796465_sunset.jpgJeffrey Barth spent years trying to avoid the enforcement of an Ohio court's ruling granting wife Andrea Barth's petition for divorce, custody and child support, only to have a California court grant similar petitions and order a substantially larger child custody payment.

The couple were married in 1989 and had two children. Ms. Barth filed for divorce in October 2004 after her husband admitted to extramarital affairs, according to the court. Following protracted litigation on the matter, an Ohio court awarded the divorce, granted Ms. Barth custody of the children and ordered Mr. Barth to pay $1,600 per month in child support.

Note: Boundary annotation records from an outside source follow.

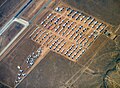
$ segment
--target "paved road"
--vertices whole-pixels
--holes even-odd
[[[13,20],[17,18],[34,0],[29,0],[23,5],[23,7],[18,11],[14,17],[12,17],[3,27],[0,29],[0,35],[13,23]]]

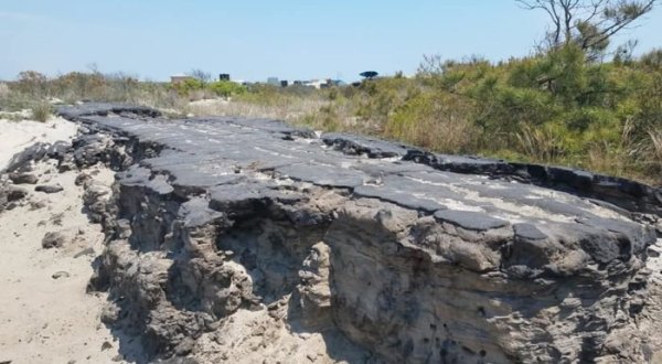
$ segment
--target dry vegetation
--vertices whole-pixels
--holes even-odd
[[[0,113],[121,101],[173,115],[266,117],[399,140],[446,153],[570,165],[662,184],[662,51],[592,62],[576,47],[491,64],[428,57],[415,77],[360,86],[172,86],[127,75],[21,73],[0,85]],[[50,103],[47,103],[50,101]]]

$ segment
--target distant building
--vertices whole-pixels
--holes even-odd
[[[189,75],[184,75],[183,73],[170,76],[170,83],[174,84],[174,85],[181,84],[188,79],[193,79],[193,77],[191,77]]]
[[[331,86],[335,86],[337,82],[333,79],[311,79],[303,82],[303,86],[314,87],[314,88],[329,88]]]

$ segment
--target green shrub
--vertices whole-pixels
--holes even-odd
[[[206,86],[212,93],[222,96],[231,97],[246,93],[246,87],[231,81],[217,81]]]
[[[45,122],[51,117],[52,107],[49,103],[35,103],[31,110],[34,120]]]

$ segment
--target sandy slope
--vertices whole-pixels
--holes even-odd
[[[76,126],[63,119],[0,120],[0,170],[31,143],[71,140],[75,132]],[[95,179],[111,183],[110,171],[97,170]],[[118,344],[99,321],[105,297],[85,292],[103,246],[100,227],[81,212],[76,171],[60,174],[51,161],[35,165],[34,174],[64,191],[45,194],[21,185],[30,191],[26,202],[0,214],[0,363],[113,362]],[[63,232],[66,244],[42,248],[47,232]],[[58,271],[68,277],[52,278]]]

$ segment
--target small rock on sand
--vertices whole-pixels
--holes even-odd
[[[9,179],[14,184],[36,184],[39,178],[31,173],[10,173]]]
[[[34,191],[44,193],[57,193],[62,192],[62,190],[64,189],[60,184],[41,184],[34,188]]]
[[[56,271],[53,274],[53,276],[51,276],[51,278],[53,278],[53,279],[68,278],[68,277],[70,277],[70,274],[64,270]]]
[[[65,240],[66,240],[66,237],[62,233],[57,233],[57,232],[46,233],[46,235],[44,235],[44,238],[42,239],[42,247],[44,249],[60,248],[64,245]]]

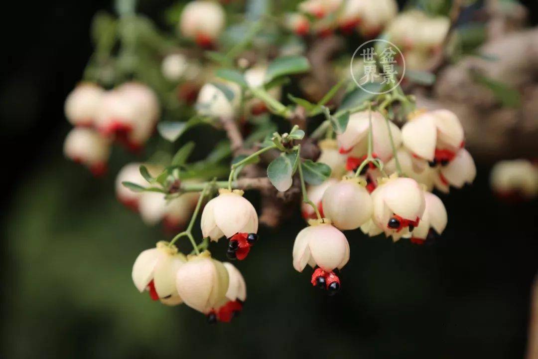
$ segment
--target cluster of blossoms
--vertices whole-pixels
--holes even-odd
[[[138,256],[132,269],[137,289],[166,305],[182,303],[207,315],[209,322],[229,322],[243,309],[246,285],[232,264],[205,251],[187,256],[167,242]]]
[[[81,83],[67,96],[65,110],[75,127],[66,138],[64,153],[96,175],[105,172],[113,142],[138,150],[151,136],[160,112],[153,90],[139,82],[109,90]]]
[[[286,14],[285,23],[298,35],[327,36],[339,29],[371,38],[396,16],[398,4],[394,0],[306,0],[298,10]]]

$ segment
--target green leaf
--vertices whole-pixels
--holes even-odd
[[[341,135],[345,131],[349,122],[349,112],[346,111],[341,115],[331,116],[330,117],[331,125],[332,129],[337,135]]]
[[[431,86],[435,82],[435,75],[427,71],[407,69],[405,77],[415,83],[427,86]]]
[[[369,82],[363,86],[365,89],[372,92],[380,92],[383,85],[377,82]],[[365,102],[373,98],[377,95],[366,92],[360,87],[357,87],[353,91],[348,93],[344,96],[342,104],[338,108],[338,112],[345,110],[353,109],[360,106]]]
[[[281,192],[292,186],[293,166],[289,158],[284,153],[273,160],[267,166],[267,177],[274,187]]]
[[[143,192],[146,190],[145,187],[142,187],[140,185],[137,185],[136,183],[133,183],[132,182],[124,181],[122,182],[122,184],[134,192]]]
[[[147,168],[144,165],[141,165],[139,169],[140,170],[140,174],[142,175],[144,177],[144,179],[146,180],[150,183],[152,183],[153,182],[153,177],[151,174],[150,174],[150,171],[147,170]]]
[[[298,127],[294,128],[289,132],[289,138],[293,139],[302,139],[305,137],[305,131]]]
[[[187,159],[189,158],[190,154],[194,149],[194,142],[190,141],[187,142],[178,150],[174,157],[172,159],[172,166],[179,166],[185,164]]]
[[[303,56],[283,56],[277,58],[269,64],[265,74],[265,82],[286,75],[306,72],[310,70],[310,64]]]
[[[245,80],[245,78],[243,76],[243,74],[237,70],[221,68],[217,70],[215,72],[215,75],[217,78],[220,78],[231,82],[235,82],[243,87],[247,87],[246,81]]]
[[[521,105],[521,95],[516,89],[483,75],[472,73],[472,75],[477,82],[490,89],[504,107],[516,108]]]
[[[219,83],[218,82],[211,82],[211,85],[218,88],[221,92],[224,94],[229,102],[231,102],[233,101],[233,97],[235,97],[235,95],[233,94],[233,91],[229,87],[223,83]]]
[[[331,167],[322,162],[307,159],[301,163],[305,181],[309,185],[321,185],[331,175]]]
[[[316,107],[316,104],[312,103],[304,98],[296,97],[291,94],[288,94],[288,98],[289,98],[289,100],[294,103],[296,103],[300,106],[302,106],[307,111],[312,111]]]
[[[189,129],[203,123],[203,118],[198,116],[191,117],[186,122],[161,121],[157,124],[157,130],[163,138],[174,142]]]

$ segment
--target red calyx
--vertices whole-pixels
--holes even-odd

Mr. Barth ultimately had the order overturned after the Ohio Supreme Court agreed that the state courts did not have jurisdiction over the matter because Ms. Barth had not lived in Ohio long enough before filing suit. Prior to the divorce, she left the state with her kids to join Mr. Barth in California, but returned shortly thereafter upon learning of her husband's affair.

Litigation moved to California, where an Orange County court granted the divorce and ordered Mr. Barth to pay retroactive support of between $2,700 and $3,125 per month for 2004 to 2005, $7,645 per month for 2006 and between $1,000 and $3,050 per month for 2007.